# Does this pijjie display a darkener?



## Pawbla (Jan 6, 2009)

When she was younger I was expecting her to grow into one of those beautiful but common blue bar pigeons, her mother and brother showed that color. As she grew up, I thought the color of the wings would gradually start to change, but now I'm thinking it won't, but since I don't know much about pigeons I am doubting about this whole subject.
Pic 1, newer pic.
Do you think she'll ever get those beautiful silver colored wings, or should I be forgetting about the idea ?

Edit: And actually, just looking at a picture taken with flash, she seems to have a dim checker pattern.


----------



## MaryOfExeter (Sep 30, 2007)

It does appear that she has the dirty factor, so she will be a bit of a darker tint than normal when she moults out a couple times. They do lighten up after moulting, but not as 'bright' as birds without the dirty factor. Some of them are really dark colored, and others you could barely tell.
That tiny black lacing effect on the rest of the wing should moult away as well. Sometimes their first feathers get that, not sure why. But she does look more like a blue bar than a 'light' (or even sooty, although it's possible) check.


----------



## Pawbla (Jan 6, 2009)

Okay. Great then, I hope she gets at least a bit lighter, it'd be really pretty .
Thanks!


----------



## re lee (Jan 4, 2003)

Think of baby feather Which is duller in some birds until the molt. Adult feather just as some black show bronzing in baby feather to molt out and be great colored with beetle sheen showing. This bird is blue bar. NOW blue bar over blue bar seems to darken over time where blue bar over blue check the bars do not as much. Thats why you much darker bluye bared ferals more often.


----------



## Pawbla (Jan 6, 2009)

re lee said:


> Think of baby feather Which is duller in some birds until the molt. Adult feather just as some black show bronzing in baby feather to molt out and be great colored with beetle sheen showing.

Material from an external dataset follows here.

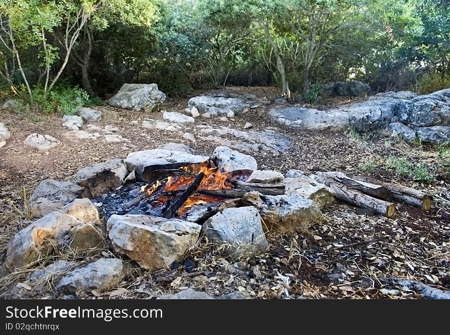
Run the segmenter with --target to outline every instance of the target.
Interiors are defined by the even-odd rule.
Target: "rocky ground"
[[[0,149],[2,262],[11,237],[31,222],[24,200],[41,180],[73,180],[78,170],[93,163],[123,158],[129,152],[168,142],[184,143],[199,154],[211,155],[219,144],[215,141],[221,138],[229,144],[239,141],[227,129],[221,135],[205,130],[209,126],[224,127],[246,133],[268,130],[290,141],[285,152],[275,153],[266,145],[267,141],[261,147],[259,142],[248,140],[256,145],[250,150],[259,149],[252,155],[260,169],[283,174],[292,169],[306,173],[338,171],[352,176],[395,181],[430,193],[434,198],[433,208],[425,212],[401,205],[398,208],[398,217],[391,219],[368,216],[336,202],[323,209],[322,218],[307,230],[269,233],[268,250],[258,256],[230,259],[220,246],[204,238],[183,262],[171,269],[151,273],[124,257],[126,266],[119,269],[120,280],[115,278],[112,290],[103,293],[86,292],[82,297],[149,298],[190,288],[210,296],[224,298],[422,297],[423,289],[419,283],[405,283],[400,281],[401,279],[417,280],[429,285],[427,289],[450,289],[450,180],[448,162],[442,147],[410,145],[382,131],[330,132],[285,127],[268,116],[268,111],[278,106],[275,103],[278,98],[276,89],[229,88],[224,92],[229,95],[254,94],[259,101],[265,97],[268,102],[259,103],[242,115],[201,117],[194,123],[181,124],[179,129],[172,131],[156,127],[156,123],[165,122],[160,111],[101,106],[98,107],[103,114],[101,120],[92,122],[90,127],[85,124],[82,128],[90,134],[86,139],[68,135],[70,129],[62,126],[63,121],[58,116],[26,115],[11,109],[2,110],[0,121],[11,132],[6,145]],[[205,92],[195,92],[193,96],[200,93]],[[168,98],[162,109],[183,112],[187,100]],[[315,108],[348,102],[347,98],[329,98]],[[248,123],[253,124],[252,128],[245,127]],[[51,136],[57,140],[57,145],[46,151],[26,146],[24,140],[33,133]],[[193,135],[194,141],[186,133]],[[418,182],[400,175],[398,170],[386,167],[390,156],[407,157],[412,164],[422,164],[431,180]],[[104,257],[120,257],[108,248],[102,254]],[[55,259],[68,262],[51,276],[35,274],[33,278],[30,275],[35,267],[11,272],[4,265],[0,270],[0,295],[4,298],[74,297],[64,296],[56,288],[62,275],[75,264],[87,264],[98,258],[68,254],[49,257],[42,260],[40,268]]]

Ahh, you are right! I forgot that fact!
I have to know when she'll molt, haha. Will search now >.>


----------



## bundyray (Nov 7, 2009)

And the feet as well you'll notice as the squeak gets older its feet will gain that pinky/flesh look losing the dark/black shading


----------



## Pawbla (Jan 6, 2009)

This was her when she was little, her feet were really dark. Didn't notice at that time.


----------